CROSSETT – Felsenthal National Wildlife Refuge in Arkansas generated $19.6 million in economic benefit for the counties of Ashley, Bradley, Drew and Union in Fiscal Year 2011, according to a new economic analysis. The revenue boosted retail sales, taxes and job income, and came from visitor spending tied to recreation activities on the refuge.
The refuge returned nearly $39.3 million in total economic benefit, which is the total recreational expenditures plus net economic value.

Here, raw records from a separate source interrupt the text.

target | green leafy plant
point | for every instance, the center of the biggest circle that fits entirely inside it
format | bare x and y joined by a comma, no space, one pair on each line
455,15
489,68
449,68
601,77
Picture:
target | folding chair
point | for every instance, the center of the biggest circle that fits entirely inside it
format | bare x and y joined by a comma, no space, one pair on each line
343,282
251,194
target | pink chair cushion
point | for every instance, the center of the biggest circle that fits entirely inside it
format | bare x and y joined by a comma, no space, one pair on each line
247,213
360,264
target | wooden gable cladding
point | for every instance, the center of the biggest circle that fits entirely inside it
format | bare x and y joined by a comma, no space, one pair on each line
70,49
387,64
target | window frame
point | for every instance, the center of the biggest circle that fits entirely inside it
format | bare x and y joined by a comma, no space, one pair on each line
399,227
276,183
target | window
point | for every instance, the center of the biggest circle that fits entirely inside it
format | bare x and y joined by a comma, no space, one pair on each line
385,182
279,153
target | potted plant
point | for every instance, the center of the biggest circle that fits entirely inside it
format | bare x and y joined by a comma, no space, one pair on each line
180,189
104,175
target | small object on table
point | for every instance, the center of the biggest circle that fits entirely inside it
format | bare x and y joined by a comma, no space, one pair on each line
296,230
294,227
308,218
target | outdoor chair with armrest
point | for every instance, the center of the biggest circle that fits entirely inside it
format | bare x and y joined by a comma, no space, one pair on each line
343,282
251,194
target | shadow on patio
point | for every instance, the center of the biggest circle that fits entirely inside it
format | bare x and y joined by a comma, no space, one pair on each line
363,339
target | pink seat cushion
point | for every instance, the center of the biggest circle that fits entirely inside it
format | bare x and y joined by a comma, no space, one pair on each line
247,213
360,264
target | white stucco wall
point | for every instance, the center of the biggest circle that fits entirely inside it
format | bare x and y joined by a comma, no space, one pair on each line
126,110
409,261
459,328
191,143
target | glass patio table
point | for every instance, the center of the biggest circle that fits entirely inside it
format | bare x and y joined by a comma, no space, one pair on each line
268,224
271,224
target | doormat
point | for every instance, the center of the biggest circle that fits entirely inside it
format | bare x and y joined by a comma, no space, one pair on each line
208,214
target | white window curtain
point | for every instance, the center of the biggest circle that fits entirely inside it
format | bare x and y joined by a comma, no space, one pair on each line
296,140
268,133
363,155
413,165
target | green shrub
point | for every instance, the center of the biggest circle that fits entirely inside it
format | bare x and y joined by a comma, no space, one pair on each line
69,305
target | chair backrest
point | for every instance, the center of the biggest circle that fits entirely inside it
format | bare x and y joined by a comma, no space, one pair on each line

Economic value is the difference between the total value received from participating in a recreational activity and the total amount paid to participate in the activity.
The figures come from a U.S. Fish and Wildlife Service study, called Banking on Nature, which used 92 of the more than 550 national wildlife refuges for its economic sampling.
Wildlife refuges pumped $2.4 billion into the economy and supported more than 35,000 private-sector jobs in fiscal year 2011. Refuges contributed an average $4.87 in total economic output for every $1 appropriated and produced nearly $793 million in job income for local communities. The refuges are part of the National Wildlife Refuge System, managed by the FWS.
“Our National Wildlife Refuge System is the world’s greatest network of lands dedicated to wildlife conservation but is also an important contributor to our economy, attracting more than 46 million visitors from around the world who support local restaurants, hotels, and other businesses,” said Secretary of the Interior Sally Jewell. “Every dollar we invest in our refuge system and other public lands generates huge dividends for our country.”
The refuge offers hunting, fishing and trails for hiking and watching wildlife.
Researchers examined visitor spending in four areas − food, lodging, transportation and other expenses (such as guide fees, land-use fees and equipment rental). Local economies were defined as those within 50 miles of each of the 92 refuges studied.